La Bahía de Ohuira es reconocida como un importante sitio de reproducción de camarón, peces y moluscos, además de ser refugio de aves migratorias, delfines nariz de botella, tortugas marinas y otras especies protegidas. De acuerdo con la información presentada por las organizaciones ambientales, la operación de la planta implicaría la descarga constante de agua con mayor temperatura y salinidad, situación que modificaría el equilibrio ecológico del sistema lagunar y afectaría los ciclos reproductivos de diversas especies.
Pescadores de la región advierten que un eventual colapso de la actividad pesquera significaría la pérdida del sustento para alrededor de cuatro mil familias, mientras que los empleos permanentes anunciados por la empresa serían altamente especializados y, en su mayoría, inaccesibles para los habitantes de las comunidades locales.
Los testimonios difundidos por Greenpeace México reflejan un sentimiento compartido entre los pobladores: el desarrollo que hoy se ofrece como argumento para impulsar la obra ya existe desde hace generaciones gracias a la riqueza natural de la bahía.

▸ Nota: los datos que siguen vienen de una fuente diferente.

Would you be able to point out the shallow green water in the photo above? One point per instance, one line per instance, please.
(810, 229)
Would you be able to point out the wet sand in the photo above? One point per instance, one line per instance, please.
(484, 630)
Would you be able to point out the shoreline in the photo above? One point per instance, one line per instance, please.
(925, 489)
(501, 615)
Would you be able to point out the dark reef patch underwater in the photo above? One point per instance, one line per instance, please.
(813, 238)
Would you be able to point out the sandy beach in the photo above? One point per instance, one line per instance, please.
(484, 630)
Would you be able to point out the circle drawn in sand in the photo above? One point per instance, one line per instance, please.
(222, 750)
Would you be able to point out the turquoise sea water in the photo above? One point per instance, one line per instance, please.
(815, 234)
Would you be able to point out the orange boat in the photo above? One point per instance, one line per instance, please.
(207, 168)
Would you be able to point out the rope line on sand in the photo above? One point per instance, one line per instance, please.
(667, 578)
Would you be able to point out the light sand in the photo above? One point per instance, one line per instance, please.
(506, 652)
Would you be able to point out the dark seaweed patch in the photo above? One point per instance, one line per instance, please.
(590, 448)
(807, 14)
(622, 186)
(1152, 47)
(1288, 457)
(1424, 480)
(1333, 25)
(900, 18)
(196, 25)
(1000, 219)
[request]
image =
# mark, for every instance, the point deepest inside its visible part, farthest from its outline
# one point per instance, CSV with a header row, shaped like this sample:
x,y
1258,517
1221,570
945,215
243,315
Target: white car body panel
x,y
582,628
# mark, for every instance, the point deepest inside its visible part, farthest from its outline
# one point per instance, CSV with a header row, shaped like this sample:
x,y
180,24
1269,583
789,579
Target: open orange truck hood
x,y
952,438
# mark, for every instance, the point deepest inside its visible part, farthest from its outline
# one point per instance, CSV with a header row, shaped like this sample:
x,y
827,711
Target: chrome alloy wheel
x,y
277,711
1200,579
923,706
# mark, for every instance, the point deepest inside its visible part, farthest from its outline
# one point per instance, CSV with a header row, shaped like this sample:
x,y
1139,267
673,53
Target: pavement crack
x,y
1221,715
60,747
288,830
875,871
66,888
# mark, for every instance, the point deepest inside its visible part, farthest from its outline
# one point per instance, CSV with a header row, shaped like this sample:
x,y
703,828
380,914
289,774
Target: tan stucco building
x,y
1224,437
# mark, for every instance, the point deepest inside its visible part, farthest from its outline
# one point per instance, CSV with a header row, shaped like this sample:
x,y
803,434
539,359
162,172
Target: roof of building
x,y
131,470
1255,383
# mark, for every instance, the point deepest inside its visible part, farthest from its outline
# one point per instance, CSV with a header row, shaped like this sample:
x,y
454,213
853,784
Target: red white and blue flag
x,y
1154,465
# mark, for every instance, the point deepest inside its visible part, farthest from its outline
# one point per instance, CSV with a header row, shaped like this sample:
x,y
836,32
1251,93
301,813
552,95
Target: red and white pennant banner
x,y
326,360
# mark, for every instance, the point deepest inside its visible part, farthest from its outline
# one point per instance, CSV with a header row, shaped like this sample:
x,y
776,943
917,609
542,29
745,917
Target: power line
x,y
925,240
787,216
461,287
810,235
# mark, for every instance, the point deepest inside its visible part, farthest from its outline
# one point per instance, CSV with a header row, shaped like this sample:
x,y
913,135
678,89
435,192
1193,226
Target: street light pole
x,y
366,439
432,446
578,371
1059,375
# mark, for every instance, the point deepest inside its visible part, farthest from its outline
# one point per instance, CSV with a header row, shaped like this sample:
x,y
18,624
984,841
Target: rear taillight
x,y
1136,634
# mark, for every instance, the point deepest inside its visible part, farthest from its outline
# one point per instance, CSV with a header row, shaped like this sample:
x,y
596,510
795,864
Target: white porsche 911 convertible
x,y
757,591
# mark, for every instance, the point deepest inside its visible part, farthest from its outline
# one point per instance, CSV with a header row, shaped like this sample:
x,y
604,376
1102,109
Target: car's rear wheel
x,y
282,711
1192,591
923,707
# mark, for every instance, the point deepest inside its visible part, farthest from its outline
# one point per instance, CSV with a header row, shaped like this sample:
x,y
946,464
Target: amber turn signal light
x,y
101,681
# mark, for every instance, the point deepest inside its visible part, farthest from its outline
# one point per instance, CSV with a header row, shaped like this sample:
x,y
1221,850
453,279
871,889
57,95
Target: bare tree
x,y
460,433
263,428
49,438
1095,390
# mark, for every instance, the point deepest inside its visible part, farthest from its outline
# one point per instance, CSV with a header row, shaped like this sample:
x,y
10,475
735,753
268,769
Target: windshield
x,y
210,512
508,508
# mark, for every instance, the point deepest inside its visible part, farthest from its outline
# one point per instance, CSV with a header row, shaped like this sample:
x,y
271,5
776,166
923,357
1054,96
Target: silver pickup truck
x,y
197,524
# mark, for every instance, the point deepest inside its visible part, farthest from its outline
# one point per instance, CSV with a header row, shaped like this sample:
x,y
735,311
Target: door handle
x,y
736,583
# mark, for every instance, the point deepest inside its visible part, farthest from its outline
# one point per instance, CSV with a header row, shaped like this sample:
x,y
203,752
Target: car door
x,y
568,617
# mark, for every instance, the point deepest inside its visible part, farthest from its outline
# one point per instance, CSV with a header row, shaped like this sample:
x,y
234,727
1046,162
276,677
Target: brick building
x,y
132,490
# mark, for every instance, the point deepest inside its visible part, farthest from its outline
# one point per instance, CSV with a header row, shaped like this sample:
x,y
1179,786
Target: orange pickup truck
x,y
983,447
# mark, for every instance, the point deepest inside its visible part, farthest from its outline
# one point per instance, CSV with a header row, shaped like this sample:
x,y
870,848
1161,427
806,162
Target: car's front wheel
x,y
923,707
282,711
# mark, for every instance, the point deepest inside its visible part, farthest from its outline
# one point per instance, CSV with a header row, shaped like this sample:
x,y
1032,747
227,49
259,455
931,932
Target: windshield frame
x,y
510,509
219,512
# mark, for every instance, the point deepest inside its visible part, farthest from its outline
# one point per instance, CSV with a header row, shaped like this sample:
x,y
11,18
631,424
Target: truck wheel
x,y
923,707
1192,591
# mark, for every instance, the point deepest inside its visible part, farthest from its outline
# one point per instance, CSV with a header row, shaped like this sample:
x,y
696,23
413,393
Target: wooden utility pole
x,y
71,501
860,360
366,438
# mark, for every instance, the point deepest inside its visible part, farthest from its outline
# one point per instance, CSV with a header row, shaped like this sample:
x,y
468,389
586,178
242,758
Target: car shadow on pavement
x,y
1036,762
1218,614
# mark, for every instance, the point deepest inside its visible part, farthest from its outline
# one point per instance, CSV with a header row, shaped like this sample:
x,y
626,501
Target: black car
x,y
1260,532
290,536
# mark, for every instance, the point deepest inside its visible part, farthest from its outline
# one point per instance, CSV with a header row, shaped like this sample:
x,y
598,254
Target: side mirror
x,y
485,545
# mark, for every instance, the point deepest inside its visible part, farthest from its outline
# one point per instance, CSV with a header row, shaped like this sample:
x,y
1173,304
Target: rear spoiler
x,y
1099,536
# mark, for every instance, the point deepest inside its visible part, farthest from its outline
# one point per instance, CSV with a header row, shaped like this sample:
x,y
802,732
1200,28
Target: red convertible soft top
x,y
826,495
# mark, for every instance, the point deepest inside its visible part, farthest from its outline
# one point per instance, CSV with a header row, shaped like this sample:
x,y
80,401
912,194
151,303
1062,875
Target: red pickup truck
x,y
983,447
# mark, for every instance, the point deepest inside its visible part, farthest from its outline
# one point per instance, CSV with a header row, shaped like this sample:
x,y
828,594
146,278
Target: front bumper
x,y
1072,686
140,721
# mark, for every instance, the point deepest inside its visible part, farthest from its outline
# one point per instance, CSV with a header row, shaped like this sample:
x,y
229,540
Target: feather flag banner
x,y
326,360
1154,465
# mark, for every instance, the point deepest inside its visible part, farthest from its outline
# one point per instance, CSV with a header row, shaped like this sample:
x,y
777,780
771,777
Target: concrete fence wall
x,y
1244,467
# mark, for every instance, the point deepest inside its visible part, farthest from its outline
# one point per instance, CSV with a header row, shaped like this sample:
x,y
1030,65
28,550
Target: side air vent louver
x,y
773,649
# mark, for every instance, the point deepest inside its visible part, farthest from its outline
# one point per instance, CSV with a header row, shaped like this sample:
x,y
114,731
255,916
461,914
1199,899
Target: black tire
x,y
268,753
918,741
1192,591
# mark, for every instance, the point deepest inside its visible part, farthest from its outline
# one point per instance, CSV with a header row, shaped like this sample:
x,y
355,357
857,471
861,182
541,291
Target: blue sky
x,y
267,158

Los habitantes recuerdan que proyectos industriales anteriores también prometieron empleos permanentes que nunca llegaron en la magnitud anunciada.
El Gobierno Federal mantiene abierto el proceso de diálogo con las comunidades, quienes analizarán la propuesta oficial antes de emitir una decisión definitiva. Sin embargo, los opositores insisten en que cualquier resolución debe privilegiar el derecho de las comunidades a conservar su patrimonio ambiental, proteger sus actividades tradicionales y garantizar la sustentabilidad de la Bahía de Ohuira para las futuras generaciones.
El caso de Topolobampo se ha convertido en uno de los conflictos socioambientales más relevantes del país, al confrontar dos visiones de desarrollo: una basada en la expansión industrial y otra sustentada en la conservación de los recursos naturales que sostienen la economía local desde hace décadas.